I was quite excited to pick up this book recently, thinking it was time to read another biography. I enjoyed Metaxas’ biography of Dietrich Bonhoeffer about 4 years ago, so was keen to read more of his work. He has also written Seven Men, after which he was encouraged to write a similar version about seven women.
It was a good read and was also very interesting. Unless you spend your life in history and biographies, chances are there will be women in here you do not know much about. His introductory chapter explains the process he went about in choosing which women to include, which was insightful. He did not choose women because they were compared to men (such as the first woman to do something). Rather:
When I consider the seven women I chose, I see that most of them were great for reasons that derive precisely for their being women, not in spite of it; and what made them great has nothing to so with their being measured against or competing with men. In other words, their accomplishments are not gender-neutral but are rooted in their singularity as women. All of them existed and thrived as women… (p. xv)
He also goes on to talk about how pitting women against men does both a disservice and I found these comments refreshing. He finishes saying that biographies enable us to look at a different era and time and to realise that we all come to these accounts with our own cultural blinkers, and we can still learn a great deal from people of the past. All very helpful and illustrative to know how someone has thought about their writing.
Then onto the stories of the seven women. He has included: Jean of Arc, Susanna Wesley, Hannah More, Saint Maria of Paris, Corrie ten Boom, Rosa Parks and Mother Teresa. In doing so he has included women from the Catholic, Orthodox and Reformed faith. I felt each chapter got better as I read along, meaning I found Joan of Arc and even Susannah Wesley much weaker chapters than the later ones. I wonder if sometimes stories of people from long ago are so alien to our cultural understanding they are much hard to interact with, which is an interesting conclusion, I realise, considering Metaxas’ opening remarks.
The one I struggled with the most was the chapter on Joan of Arc. It is clearly a fascinating story and one I did not know the details about. However, oddly I thought for a biography, there was no analysis of her at all. This was a young woman who claimed voices from God were clearly speaking to her about helping the rightful king of France regain the throne. The whole story and setting is so foreign to us, an attempt at interpretation would have been helpful for the reader. I can only assume even Metaxas did not feel up to the task.

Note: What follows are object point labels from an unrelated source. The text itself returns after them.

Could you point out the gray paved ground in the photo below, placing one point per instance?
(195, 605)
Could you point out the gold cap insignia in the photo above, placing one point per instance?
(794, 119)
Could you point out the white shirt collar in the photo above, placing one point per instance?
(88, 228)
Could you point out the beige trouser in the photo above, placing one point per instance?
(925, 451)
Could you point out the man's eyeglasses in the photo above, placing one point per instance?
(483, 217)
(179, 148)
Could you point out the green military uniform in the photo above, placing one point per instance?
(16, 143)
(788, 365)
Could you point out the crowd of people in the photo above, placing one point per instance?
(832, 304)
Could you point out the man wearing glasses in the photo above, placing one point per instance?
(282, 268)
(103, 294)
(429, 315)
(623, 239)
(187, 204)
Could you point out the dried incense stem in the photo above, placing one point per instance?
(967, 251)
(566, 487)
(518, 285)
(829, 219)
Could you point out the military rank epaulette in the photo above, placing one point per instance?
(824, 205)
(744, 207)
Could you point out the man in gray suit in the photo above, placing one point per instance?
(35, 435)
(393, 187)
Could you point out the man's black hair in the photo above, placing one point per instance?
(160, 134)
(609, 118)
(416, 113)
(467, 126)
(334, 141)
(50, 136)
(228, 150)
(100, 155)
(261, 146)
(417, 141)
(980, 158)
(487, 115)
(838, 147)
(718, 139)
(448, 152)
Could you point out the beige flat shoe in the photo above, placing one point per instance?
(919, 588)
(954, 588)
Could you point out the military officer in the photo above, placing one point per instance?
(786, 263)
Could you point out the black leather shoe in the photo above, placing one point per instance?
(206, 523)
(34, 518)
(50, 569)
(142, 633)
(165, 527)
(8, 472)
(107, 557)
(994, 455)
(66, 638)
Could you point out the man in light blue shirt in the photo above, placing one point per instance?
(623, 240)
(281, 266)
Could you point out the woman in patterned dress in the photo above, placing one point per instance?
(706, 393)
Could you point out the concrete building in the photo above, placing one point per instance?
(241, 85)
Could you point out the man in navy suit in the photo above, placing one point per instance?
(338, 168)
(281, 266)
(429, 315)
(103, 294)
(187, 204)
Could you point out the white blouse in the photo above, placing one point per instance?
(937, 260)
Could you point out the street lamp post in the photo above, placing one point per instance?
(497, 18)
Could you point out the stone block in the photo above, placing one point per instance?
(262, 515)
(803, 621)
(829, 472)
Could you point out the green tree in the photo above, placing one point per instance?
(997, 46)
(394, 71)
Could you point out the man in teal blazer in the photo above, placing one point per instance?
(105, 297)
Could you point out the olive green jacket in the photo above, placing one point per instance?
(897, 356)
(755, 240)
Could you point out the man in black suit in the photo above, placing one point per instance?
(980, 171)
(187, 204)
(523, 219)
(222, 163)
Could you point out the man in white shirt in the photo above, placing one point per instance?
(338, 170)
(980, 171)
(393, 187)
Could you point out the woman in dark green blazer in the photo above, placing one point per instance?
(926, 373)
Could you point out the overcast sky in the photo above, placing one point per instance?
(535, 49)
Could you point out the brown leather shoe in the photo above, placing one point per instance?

Each of the following chapters presented a woman and her life and faith in more detail, with a little bit of analysis along the way. I had either no or only basic knowledge about most of these women and I finished the book encouraged by the lives of women of the past. In the end because only one chapter was given to each woman, it was really only a taste. They are some I would definitely like to read about in more detail in the future. A good read to get a brief insight to seven remarkable women.